"Covenant children" are the children of believers — treated by Scripture as heirs of the covenant promises and members of the covenant household. The Abrahamic covenant explicitly included "thee, and thy seed after thee in their generations" (Genesis 17:7); the sign of circumcision was applied to infant sons. Peter on Pentecost: "For the promise is unto you, and to your children, and to all that are afar off, even as many as the Lord our God shall call" (Acts 2:39). Paul addresses children directly within his epistles to the churches (Ephesians 6:1; Colossians 3:20) — treating them as part of the gathered congregation, not outside it. Reformed paedobaptists ground infant baptism on this covenant-children theology.
(Composite.) The children of believers, treated as heirs of the covenant's promises and members of its household.
Reformed and many other traditions emphasize covenant children: the children of believers are not strangers to be evangelized but covenant members to be discipled into mature faith.
Differences exist among traditions about the proper sign for them (paedobaptism vs. credobaptism), but the underlying conviction — that children of believers are claimed by the covenant — is broadly shared in Scripture.
Genesis 17:7 — "And I will establish my covenant between me and thee and thy seed after thee in their generations for an everlasting covenant."
Acts 2:39 — "For the promise is unto you, and to your children, and to all that are afar off, even as many as the Lord our God shall call."

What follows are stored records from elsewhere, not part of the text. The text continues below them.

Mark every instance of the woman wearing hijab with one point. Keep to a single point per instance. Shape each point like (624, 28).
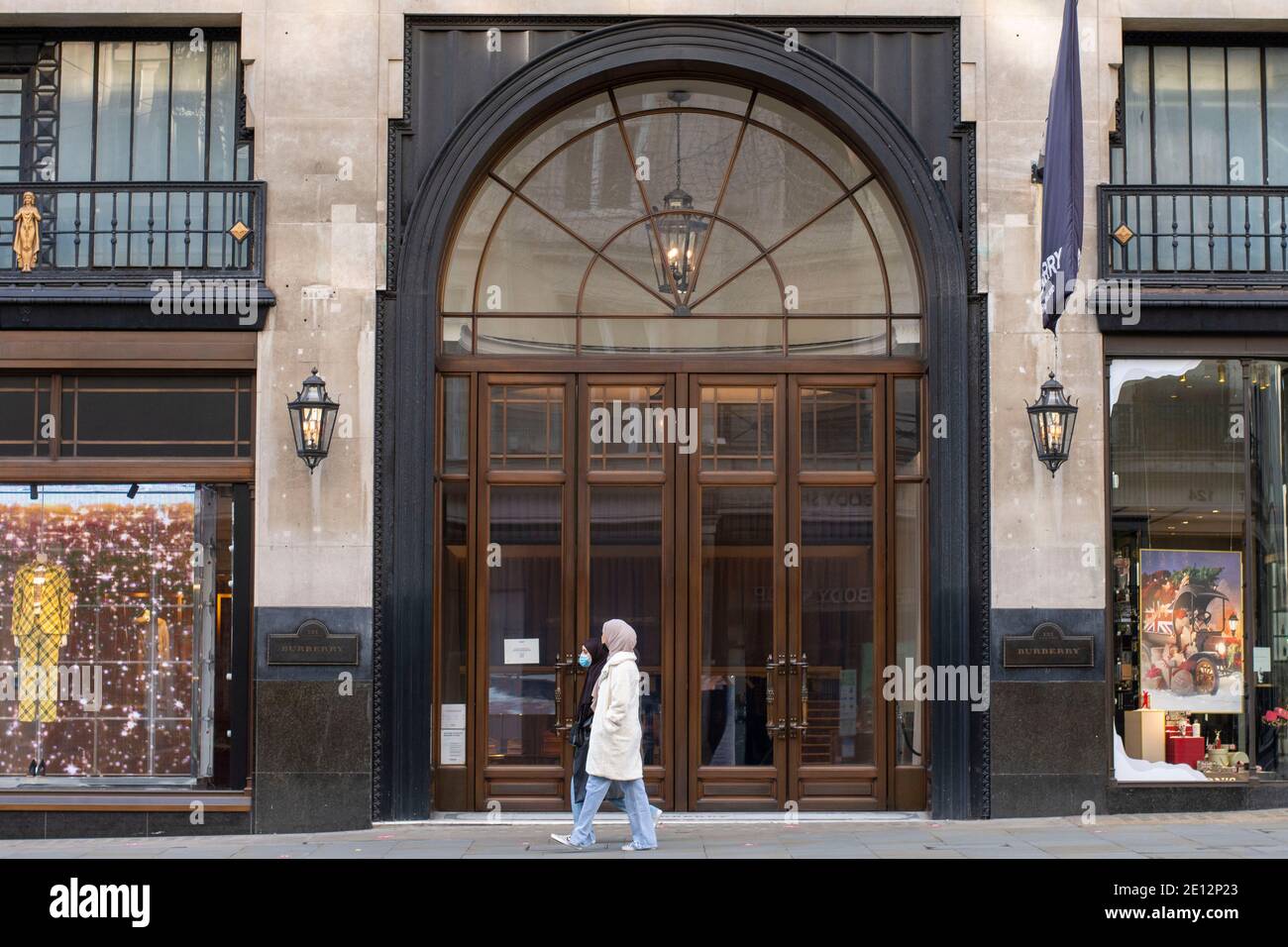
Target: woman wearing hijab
(593, 656)
(614, 745)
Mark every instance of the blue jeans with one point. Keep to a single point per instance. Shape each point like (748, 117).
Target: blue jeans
(636, 810)
(619, 804)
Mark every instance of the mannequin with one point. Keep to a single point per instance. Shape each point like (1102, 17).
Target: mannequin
(42, 618)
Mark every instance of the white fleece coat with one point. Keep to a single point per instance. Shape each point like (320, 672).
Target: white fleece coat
(614, 735)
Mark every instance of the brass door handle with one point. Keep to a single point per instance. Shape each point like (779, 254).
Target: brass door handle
(803, 667)
(561, 663)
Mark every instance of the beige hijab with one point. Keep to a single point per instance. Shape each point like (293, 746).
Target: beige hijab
(617, 637)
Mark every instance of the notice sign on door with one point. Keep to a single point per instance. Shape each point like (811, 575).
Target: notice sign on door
(451, 751)
(454, 716)
(523, 651)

Deuteronomy 6:6 — "And these words, which I command thee this day, shall be in thine heart: and thou shalt teach them diligently unto thy children."
Ephesians 6:4 — "And, ye fathers, provoke not your children to wrath: but bring them up in the nurture and admonition of the Lord."
Modern Christianity often imports market-style evangelism for its own children; Scripture treats them as covenant heirs to be raised in the faith.
The Christian household's task with its children is principally discipleship, not evangelism. Acts 2:39 says the promise is unto you, and to your children. The covenant claim runs through the family.
This does not absolve the children of personal faith — each must, in time, embrace the covenant for himself. But the household's default posture is to assume the covenant's reach over its children and to disciple them accordingly.
Hebrew banim (sons) and zera (seed) cover the Old Testament terminology.
Hebrew zera — seed, offspring; the covenant's generational reach.
Greek tekna — children; in Acts 2:39 of the covenant's extension.
"The promise is unto you, and to your children."
"The household's default with its children is discipleship, not evangelism."
"The covenant runs through the family; the family runs through the covenant."